10.2.17

Delhi Airport plans expansion



Delhi International Airport has sought environmental clearance to begin its ambitious expansion plan, which will ensure that IGIA remains India's biggest airport for a long time to come. The green nod has been sought to lay a fourth runway, expand existing terminals, construct a new one and build supporting infrastructure. Sources say these plans will cost about Rs.16,000 crore.
It is learnt that the GMR-backed consortium plans to construct the fourth runway and expand the bursting-at-the-seams T1 by 2020, which will increase IGIA's passenger handling capacity to 7.5 crore passengers annually .

This phase will soon see the mothballed T2 being used for budget domestic flights by shifting one or two of the low cost carriers that currently operate from T1. It may also see the 1982 Asiad-era Centaur Hotel being razed to the ground to house the fourth runway and its accompanying infrastructure of taxiways and exitways.

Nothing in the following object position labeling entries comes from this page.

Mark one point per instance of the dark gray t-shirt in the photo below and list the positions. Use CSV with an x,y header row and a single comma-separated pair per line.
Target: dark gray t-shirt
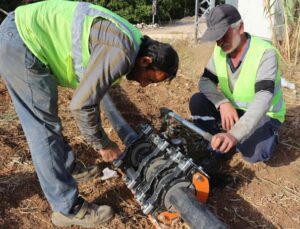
x,y
112,56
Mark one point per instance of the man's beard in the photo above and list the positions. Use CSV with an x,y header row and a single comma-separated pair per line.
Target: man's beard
x,y
235,44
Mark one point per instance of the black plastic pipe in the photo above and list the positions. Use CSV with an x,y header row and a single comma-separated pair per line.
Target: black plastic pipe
x,y
123,129
194,213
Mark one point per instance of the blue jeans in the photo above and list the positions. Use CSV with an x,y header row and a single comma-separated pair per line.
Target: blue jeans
x,y
259,146
33,90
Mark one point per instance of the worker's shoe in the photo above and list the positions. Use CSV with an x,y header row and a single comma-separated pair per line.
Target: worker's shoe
x,y
82,173
89,215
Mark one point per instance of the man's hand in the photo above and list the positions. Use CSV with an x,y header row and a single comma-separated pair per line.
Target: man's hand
x,y
229,116
223,142
111,152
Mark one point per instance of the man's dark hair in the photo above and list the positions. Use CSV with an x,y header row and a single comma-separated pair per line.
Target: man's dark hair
x,y
164,56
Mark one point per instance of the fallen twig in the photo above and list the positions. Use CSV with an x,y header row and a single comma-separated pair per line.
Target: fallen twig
x,y
289,145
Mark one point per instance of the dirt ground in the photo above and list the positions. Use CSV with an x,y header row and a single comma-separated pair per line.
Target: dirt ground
x,y
264,195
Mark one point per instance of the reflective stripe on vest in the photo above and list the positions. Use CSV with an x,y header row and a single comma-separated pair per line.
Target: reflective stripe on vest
x,y
83,9
276,108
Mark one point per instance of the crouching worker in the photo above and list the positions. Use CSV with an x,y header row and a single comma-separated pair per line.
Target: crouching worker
x,y
81,46
247,110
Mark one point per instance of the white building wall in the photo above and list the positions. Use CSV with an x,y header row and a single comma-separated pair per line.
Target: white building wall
x,y
257,20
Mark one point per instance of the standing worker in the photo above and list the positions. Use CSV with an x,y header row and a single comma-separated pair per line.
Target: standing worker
x,y
249,106
81,46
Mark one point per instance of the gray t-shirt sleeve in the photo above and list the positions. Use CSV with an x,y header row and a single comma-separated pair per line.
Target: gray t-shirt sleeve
x,y
209,88
264,91
108,62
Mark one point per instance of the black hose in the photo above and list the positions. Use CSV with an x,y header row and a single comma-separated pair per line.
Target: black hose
x,y
191,210
194,213
124,131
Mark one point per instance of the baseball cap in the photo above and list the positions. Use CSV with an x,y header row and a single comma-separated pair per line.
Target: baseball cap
x,y
218,21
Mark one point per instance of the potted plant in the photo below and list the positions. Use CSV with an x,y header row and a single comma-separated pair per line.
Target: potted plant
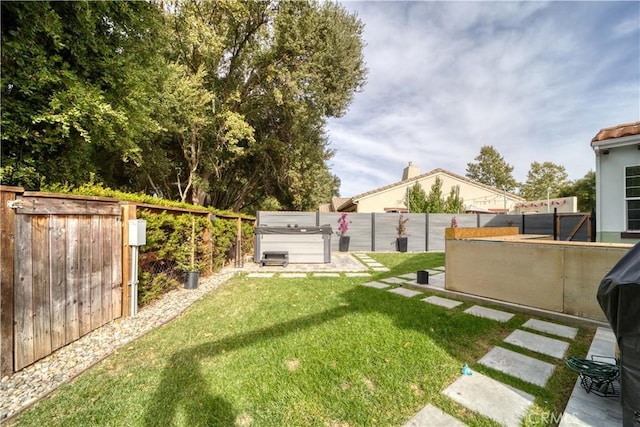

This airstrip will come up parallel to the airport's newest runway (29) and be of the same length at 4,430 metres. Air India, which owns Centaur, is supposed to get land at some other place in lieu of the hotel being demolished.

DIAL plans to have the fourth runway ready in time for the expansion of T1's annual passenger handling capacity from the current 18 million to 30 million in four years.

Once work on T1 is complete, DIAL may demolish the 1982-era T2 and construct T4 there in `Phase 3b'. This plan is scheduled to be executed by 2025 and then the combined capacity of IGIA will be 9.2 crore per annum.

T4, sources said, could be a mirror image of T3 and will be built right across it. Sources said the eventual plan is to have an integrated approach road to T3 and T4. Terminal 3 could then be made all international while T4 and T1 may be domestic. Passengers will be able to change terminals between T3 and T4 seamlessly by just walking over the concourse.

The final expansion, phase-4, will begin after 2026 and will take the airport to its optimum capacity of about 11 crore per annum. A lot will depend on whether the NCR gets a second airport to meet Delhi's growing requirement. For over a decade now, successive governments have spoken of building a second airport in NCR, with Jewar, Greater Noida, being talked of as a possible venue. However, there has been no movement on that in terms of any work actually beginning.